Sivan Pauker is still recovering after a long rehabilitation at Sheba Medical Center. “He can’t work yet, but he helps however he can,” Gal says. “We also lost my cousin, Tamir Adar, who was in Nir Oz’s alert squad. He ran out first and was killed. Two days later, we were evacuated to a hotel in Eilat. We already knew Grandpa had been murdered, though it took the state two and a half weeks to confirm. There was no state. On October 16, he was supposed to celebrate his 80th birthday. Instead, we buried him.”
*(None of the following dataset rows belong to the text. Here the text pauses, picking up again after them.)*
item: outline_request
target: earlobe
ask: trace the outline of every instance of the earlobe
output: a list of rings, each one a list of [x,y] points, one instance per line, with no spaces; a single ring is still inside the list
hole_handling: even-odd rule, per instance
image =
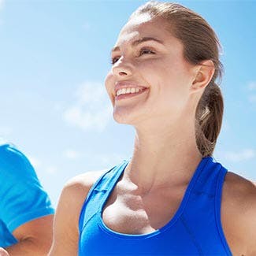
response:
[[[215,72],[214,64],[211,60],[203,61],[195,68],[195,76],[191,87],[193,92],[203,90],[210,82]]]

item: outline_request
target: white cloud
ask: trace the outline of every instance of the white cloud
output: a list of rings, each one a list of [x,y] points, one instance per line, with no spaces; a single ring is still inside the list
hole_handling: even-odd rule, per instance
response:
[[[35,169],[41,166],[41,161],[39,158],[28,154],[27,157]]]
[[[5,1],[4,0],[0,0],[0,11],[2,9],[3,6],[4,6]]]
[[[252,81],[248,83],[248,89],[250,91],[256,91],[256,81]]]
[[[256,103],[256,95],[250,95],[248,99],[250,102]]]
[[[64,120],[83,130],[104,130],[112,117],[112,105],[105,87],[99,83],[84,83],[75,95],[76,102],[64,112]]]
[[[81,156],[81,154],[72,149],[67,149],[63,152],[64,156],[69,159],[76,159]]]
[[[242,161],[256,158],[256,150],[253,149],[244,149],[240,152],[224,152],[224,157],[231,161]]]
[[[58,172],[56,166],[48,166],[45,169],[45,171],[49,174],[54,174]]]
[[[10,135],[13,132],[13,129],[8,126],[1,126],[0,127],[0,136],[7,137]]]

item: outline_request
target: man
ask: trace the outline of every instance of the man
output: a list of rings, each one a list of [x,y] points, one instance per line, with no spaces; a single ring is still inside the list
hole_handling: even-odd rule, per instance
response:
[[[0,256],[46,255],[54,213],[28,158],[0,143]]]

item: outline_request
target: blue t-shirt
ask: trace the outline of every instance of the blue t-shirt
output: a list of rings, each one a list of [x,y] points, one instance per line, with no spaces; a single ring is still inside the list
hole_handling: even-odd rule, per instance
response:
[[[110,229],[102,217],[128,164],[109,169],[90,190],[80,217],[79,255],[232,255],[221,222],[225,168],[212,157],[202,158],[170,221],[153,232],[132,235]]]
[[[19,226],[53,213],[28,158],[13,146],[0,145],[0,247],[18,242],[12,232]]]

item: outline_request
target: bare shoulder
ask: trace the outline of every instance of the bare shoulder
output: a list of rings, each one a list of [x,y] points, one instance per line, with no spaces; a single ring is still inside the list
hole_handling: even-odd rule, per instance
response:
[[[255,183],[228,172],[222,191],[221,221],[233,254],[255,255]]]
[[[76,255],[79,217],[87,195],[107,170],[76,176],[65,185],[58,204],[54,224],[54,243],[49,255]]]

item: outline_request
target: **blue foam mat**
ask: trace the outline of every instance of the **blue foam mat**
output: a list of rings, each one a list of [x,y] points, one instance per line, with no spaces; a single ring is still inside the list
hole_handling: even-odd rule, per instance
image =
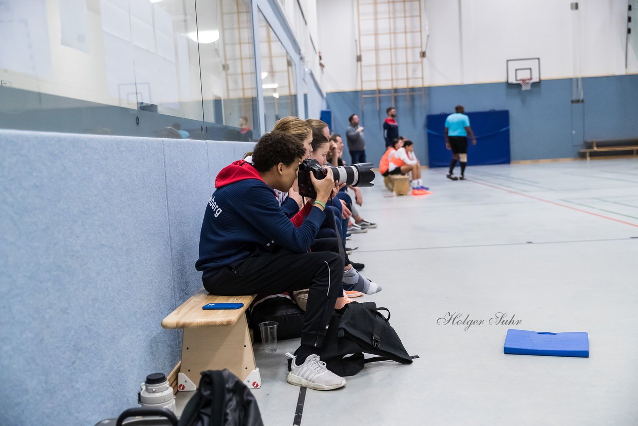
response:
[[[507,330],[503,351],[520,355],[551,356],[590,356],[590,340],[586,333],[551,333],[525,330]]]

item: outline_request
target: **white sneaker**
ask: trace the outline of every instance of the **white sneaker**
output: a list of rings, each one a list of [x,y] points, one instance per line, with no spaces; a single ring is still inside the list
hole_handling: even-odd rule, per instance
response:
[[[352,224],[348,227],[348,232],[350,234],[363,234],[367,232],[367,229],[364,229],[357,224]]]
[[[346,385],[346,379],[325,368],[325,363],[319,360],[318,355],[309,356],[301,365],[295,363],[297,357],[290,353],[286,353],[286,356],[292,358],[286,379],[290,384],[317,390],[330,390]]]

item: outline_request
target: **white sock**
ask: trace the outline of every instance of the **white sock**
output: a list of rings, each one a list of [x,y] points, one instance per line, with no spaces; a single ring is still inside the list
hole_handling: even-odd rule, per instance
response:
[[[357,271],[352,265],[350,265],[350,268],[346,271],[343,271],[343,284],[356,284],[359,282],[359,272]]]

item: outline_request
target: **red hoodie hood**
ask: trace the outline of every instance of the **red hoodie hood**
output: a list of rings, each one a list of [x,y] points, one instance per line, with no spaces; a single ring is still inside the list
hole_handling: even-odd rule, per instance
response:
[[[256,179],[263,181],[252,164],[243,160],[238,160],[221,169],[215,178],[215,188],[219,188],[246,179]]]

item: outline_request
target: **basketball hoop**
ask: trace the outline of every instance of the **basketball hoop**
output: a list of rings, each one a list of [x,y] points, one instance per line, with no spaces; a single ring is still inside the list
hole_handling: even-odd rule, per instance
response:
[[[531,89],[531,79],[521,79],[519,80],[521,83],[521,90],[530,90]]]

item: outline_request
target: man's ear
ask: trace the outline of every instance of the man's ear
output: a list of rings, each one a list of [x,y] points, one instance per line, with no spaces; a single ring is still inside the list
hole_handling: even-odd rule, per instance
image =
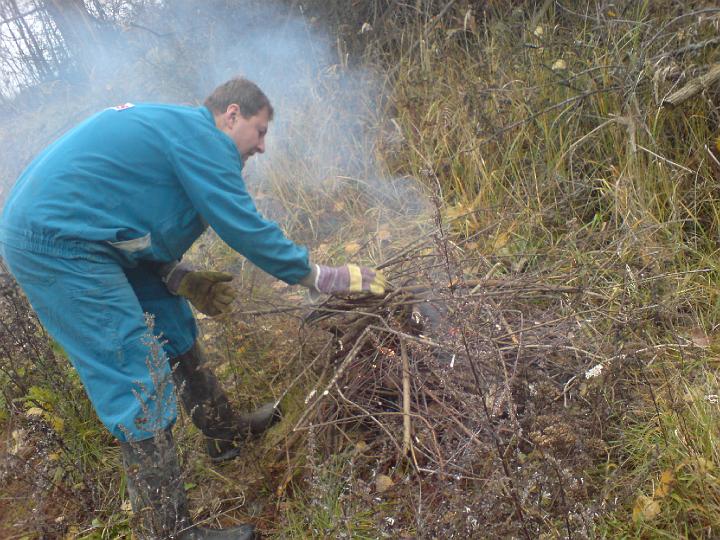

By late October, Gal and his family were back in Nir Oz. “Haim Gan came with winemakers Shibi Drori and Miriam Harel to help. They showed me what to do—gave me practical tips and then just said, ‘Well, you’ve got a winery to take care of.’ They didn’t ask if I wanted to. They just said, ‘It’s yours now. Call anytime you need us.’”
Gal’s voice tightens. “I knew how much this meant to my grandfather. From the moment I got the keys, I grabbed them with both hands. My father said he thought it suited me—and that we should make wine in Grandpa’s memory.”
From memorial to enterprise
Asked whether building a winery as a tribute risks being only an act of memorial, Gal smiles slightly. “That’s not the whole story,” he says. “We’ve planted another 57 dunams (about 14 acres) of vineyards at Ein HaBesor, on my uncle’s farm.”
That expansion is no small feat—it will eventually yield over 50,000 bottles per year. “We planted Petit Verdot, Syrah, Petite Sirah, Pinotage and Yael for reds, and Sauvignon Blanc, Semillon, French Colombard and Chenin Blanc for whites. We’re also building a proper large winery there.”
Why not rebuild it in Nir Oz?
“Because Nir Oz went through enormous trauma,” he says quietly. “It’s not ready yet for big decisions.”
This year’s harvest will yield about 7,000 bottles, mainly from purchased grapes. The grapes grown in the original vineyard are still vinified at the old Nir Oz winery, as Gideon and his friends once did. “That wine isn’t for sale—it’s a memorial project,” Gal says. “But Pauker Winery, the one we’re building now, will be commercial. It’s meant to reach the world.”
“I’m not a memorial project,” he adds firmly. “If that were the goal, we’d keep making 1,000 bottles a year. But we chose to build something bigger. Working with the wine helps me process the trauma—it’s my way of moving forward. The winery is my therapy. October 7 was a terrible blow, but it also opened a door.”
“It gave me something to live for”
Gal smiles as he remembers his grandfather. “We were close—he was German-born, so very disciplined, but sometimes he’d surprise me with this Polish humor. Once, after we’d finished working late at night, completely exhausted, he said, ‘Do I have to die for you to finally take this seriously?’
“If he were still alive, I doubt I would have gone into this,” Gal admits. “But in the circumstances, it saved me. The winery gave me purpose—something to get up for in the morning, even during the hardest times.”
He pauses, then adds softly: “There are still hostages in Gaza, and my brother is still recovering. I wish this could have happened while Grandpa was here. It’s a light in a very dark place. I’m grateful for the path it’s given me—but I miss him and so many others every day.
“It’s a strange balance we’ve all learned to live with—hope and loss side by side. A lot of people here chose life. Personally, I haven’t really stopped to grieve yet. Sometimes I feel guilty for being so caught up in work instead of mourning. But honestly, it’s what saved me.”